The hope is that AI will be a strong enough innovation for new asset classes and development to outperform the paper losses many institutions are carrying. That hope is gradually materializing; however, it remains unclear whether it will prove sufficient in time to support the losses Main Street is facing. Despite labor market and manufacturing data indicating below-average annualized performance, these are the moments in economic history when no one wants to buy. With the surprisingly low inflation report we saw in December, consistent rate cuts, and a stabilizing international trade policy, now is the time to deploy capital opportunistically. With lenders facing losses and common equity refusing to mark-to-market, there will be more opportunities to acquire great companies at fair prices over the next year. When we consider the Mag 7 alone, they trade at a Forward P/E of 30-35x. The rest of the S&P is sitting at 15-16x Forward P/E, creating an average S&P Forward P/E of 21- 22x. This valuation dispersion historically precedes mean-reversion. Notably, Mag 7 returns are expanding, and the market appears to price the multiple expansion correctly. This doesn’t consider private markets or cash equivalents sitting on the sidelines. Given this optimistic posture, we are not entirely out of the woods, and managing risk is far more critical than upside when it comes to managing a portfolio. An equal-weight portfolio of gold and commodities, volatility-hedged high-growth stocks, and long-duration treasuries will suit most investors in 2026. I’m not calling a top or bottom, I’m simply saying that buying opportunities are increasing. 
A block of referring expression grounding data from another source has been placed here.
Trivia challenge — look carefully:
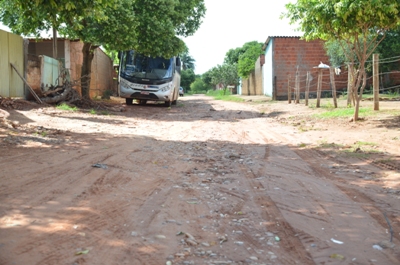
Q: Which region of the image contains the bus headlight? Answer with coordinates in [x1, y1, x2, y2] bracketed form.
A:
[160, 83, 172, 92]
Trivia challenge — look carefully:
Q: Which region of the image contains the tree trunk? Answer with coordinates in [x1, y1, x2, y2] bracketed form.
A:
[354, 69, 367, 121]
[81, 42, 96, 99]
[52, 27, 57, 59]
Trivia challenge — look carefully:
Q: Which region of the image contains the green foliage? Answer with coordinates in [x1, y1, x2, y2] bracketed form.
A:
[181, 69, 196, 91]
[0, 0, 111, 36]
[375, 26, 400, 73]
[209, 64, 239, 93]
[324, 40, 347, 67]
[190, 78, 209, 93]
[57, 103, 77, 111]
[206, 90, 244, 102]
[313, 107, 371, 118]
[180, 50, 196, 71]
[224, 41, 263, 78]
[1, 0, 206, 98]
[201, 70, 214, 89]
[283, 0, 400, 121]
[237, 43, 263, 78]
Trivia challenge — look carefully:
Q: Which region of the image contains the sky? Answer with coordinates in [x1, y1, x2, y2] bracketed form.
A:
[184, 0, 299, 74]
[0, 0, 299, 74]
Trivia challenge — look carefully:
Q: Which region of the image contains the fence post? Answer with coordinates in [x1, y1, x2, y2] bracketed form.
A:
[329, 67, 338, 108]
[316, 69, 322, 108]
[305, 71, 310, 106]
[295, 67, 300, 104]
[373, 53, 379, 111]
[347, 64, 353, 107]
[288, 75, 291, 104]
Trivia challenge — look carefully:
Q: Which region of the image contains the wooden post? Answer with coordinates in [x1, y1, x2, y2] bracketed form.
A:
[288, 75, 291, 104]
[295, 67, 300, 104]
[329, 67, 338, 108]
[273, 76, 277, 100]
[305, 71, 310, 106]
[347, 64, 353, 107]
[317, 69, 323, 107]
[373, 53, 379, 110]
[10, 63, 43, 104]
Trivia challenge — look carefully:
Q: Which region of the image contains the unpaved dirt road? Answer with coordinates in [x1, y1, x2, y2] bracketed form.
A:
[1, 95, 399, 265]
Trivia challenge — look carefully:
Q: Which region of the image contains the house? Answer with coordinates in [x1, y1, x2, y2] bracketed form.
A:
[27, 38, 115, 98]
[241, 36, 348, 99]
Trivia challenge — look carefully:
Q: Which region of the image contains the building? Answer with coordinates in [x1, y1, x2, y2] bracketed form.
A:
[242, 36, 347, 100]
[27, 38, 115, 99]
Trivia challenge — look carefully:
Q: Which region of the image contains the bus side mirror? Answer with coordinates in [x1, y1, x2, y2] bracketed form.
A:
[176, 57, 181, 73]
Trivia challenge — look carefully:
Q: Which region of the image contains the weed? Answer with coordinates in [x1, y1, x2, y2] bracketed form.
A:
[317, 140, 343, 149]
[313, 107, 371, 119]
[41, 131, 47, 137]
[99, 110, 110, 115]
[57, 103, 77, 111]
[375, 158, 394, 163]
[298, 143, 307, 148]
[90, 109, 97, 115]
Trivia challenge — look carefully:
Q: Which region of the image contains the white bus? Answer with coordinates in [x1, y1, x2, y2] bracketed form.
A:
[118, 50, 181, 106]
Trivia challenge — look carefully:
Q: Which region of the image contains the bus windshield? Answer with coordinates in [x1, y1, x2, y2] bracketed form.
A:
[120, 50, 174, 80]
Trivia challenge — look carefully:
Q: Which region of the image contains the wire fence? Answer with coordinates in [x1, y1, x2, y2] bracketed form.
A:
[287, 54, 400, 98]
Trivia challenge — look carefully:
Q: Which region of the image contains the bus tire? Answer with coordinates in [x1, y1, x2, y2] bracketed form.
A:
[172, 100, 177, 105]
[126, 98, 133, 105]
[164, 101, 172, 107]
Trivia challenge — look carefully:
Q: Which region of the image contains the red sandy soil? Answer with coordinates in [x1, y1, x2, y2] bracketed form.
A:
[0, 95, 399, 265]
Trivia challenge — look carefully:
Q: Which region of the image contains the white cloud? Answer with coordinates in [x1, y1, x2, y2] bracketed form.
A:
[183, 0, 299, 74]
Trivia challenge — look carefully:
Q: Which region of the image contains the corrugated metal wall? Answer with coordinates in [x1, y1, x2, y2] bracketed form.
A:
[40, 55, 60, 90]
[0, 30, 24, 97]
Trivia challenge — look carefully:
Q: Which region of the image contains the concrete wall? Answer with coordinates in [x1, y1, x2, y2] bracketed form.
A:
[263, 39, 274, 97]
[28, 39, 65, 59]
[90, 48, 114, 98]
[0, 29, 24, 98]
[26, 54, 42, 98]
[241, 55, 264, 95]
[69, 41, 113, 98]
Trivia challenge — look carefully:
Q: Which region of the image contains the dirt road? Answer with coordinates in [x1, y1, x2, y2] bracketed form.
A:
[1, 95, 399, 264]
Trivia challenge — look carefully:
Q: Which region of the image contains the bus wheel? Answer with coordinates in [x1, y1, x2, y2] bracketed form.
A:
[139, 99, 147, 105]
[126, 98, 133, 105]
[164, 101, 172, 107]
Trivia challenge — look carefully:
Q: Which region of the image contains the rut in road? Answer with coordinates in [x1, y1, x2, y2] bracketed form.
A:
[1, 95, 399, 265]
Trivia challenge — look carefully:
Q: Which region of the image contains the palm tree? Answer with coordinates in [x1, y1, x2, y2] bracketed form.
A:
[180, 52, 196, 71]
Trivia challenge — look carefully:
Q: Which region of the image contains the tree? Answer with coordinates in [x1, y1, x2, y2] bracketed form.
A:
[190, 78, 209, 93]
[209, 64, 239, 95]
[1, 0, 206, 98]
[201, 70, 214, 90]
[181, 69, 196, 91]
[375, 26, 400, 74]
[284, 0, 400, 121]
[0, 0, 111, 57]
[224, 41, 263, 78]
[180, 47, 196, 71]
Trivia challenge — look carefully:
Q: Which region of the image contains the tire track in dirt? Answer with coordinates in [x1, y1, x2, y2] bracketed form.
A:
[227, 118, 400, 264]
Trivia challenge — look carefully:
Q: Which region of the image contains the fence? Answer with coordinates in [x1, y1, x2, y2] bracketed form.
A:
[286, 55, 400, 102]
[0, 29, 24, 98]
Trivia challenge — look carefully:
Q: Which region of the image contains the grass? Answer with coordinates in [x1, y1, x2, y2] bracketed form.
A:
[57, 103, 77, 111]
[206, 90, 245, 102]
[363, 91, 400, 100]
[313, 107, 372, 118]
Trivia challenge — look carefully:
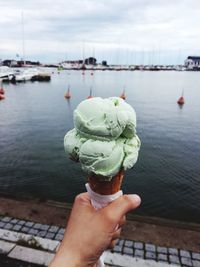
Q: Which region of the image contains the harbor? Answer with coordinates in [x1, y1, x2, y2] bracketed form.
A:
[1, 56, 200, 78]
[1, 55, 200, 90]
2025’s market activity substantially validated my inflationary deleveraging thesis. Gold’s +65% return (the strongest since 1979), consumer discretionary’s -12.5% decline, and the Fed’s 175bps of cuts while inflation remains elevated at 2.7% confirm the financial repression dynamics we identified. The “two economies” thesis—Wall Street vs. Main Street—is evident in the S&P 500’s +12.1% headline return, which masks essentially flat performance when excluding the Magnificent Seven. Manufacturing remains in contraction (ISM 48.2), housing prices are declining in real terms (-2.4% inflation-adjusted), and unemployment has risen to 4.6%—approaching the Sahm Rule recession threshold. The government’s willingness to “eat bad assets” was demonstrated by the nationalization of Intel (a 10% stake) and the 43-day federal shutdown, which paradoxically boosted gold demand. Net interest costs exceeding $1 trillion—now the second-largest federal expenditure—ensure that financial repression remains the primary mechanism of deleveraging. 

If the American Dream is “Gone” as many pundits claim, then it has been replaced by a planned economic system. That does not mean socio-economic mobility has been halted; that part of the American Dream still exists. In wartime economies, sectors aligned with government priorities—defense, critical infrastructure, domestic manufacturing—historically outperform.

The policy response to current conditions follows a predictable playbook: governments facing unsustainable debt burdens historically default to financial repression rather than explicit restructuring. Positioning for this outcome—real assets, duration, quality—remains our base case. The conditions that validated our thesis in 2025—financial repression, valuation dispersion, real asset outperformance—show no signs of reversing. We remain positioned for continued ‘muddle through’ with asymmetric downside protection: overweight real assets and duration, selective equity exposure with volatility hedges, and sufficient liquidity to capitalize on dislocations. The opportunity set is expanding; we intend to act accordingly. 

As always, we are grateful for your continued trust and partnership. 

Green Mountain Advisers wishes you and your family a happy and healthy New Year! 

Data sources: BEA (GDP, trade), Census Bureau (retail, durables, housing), BLS (CPI, employment), Federal Reserve (industrial production, monetary policy), ISM (PMI surveys), S&P Dow Jones (Case-Shiller, sector indices), World Gold Council, JPMorgan, Schwab. Data through December 19, 2025 where available.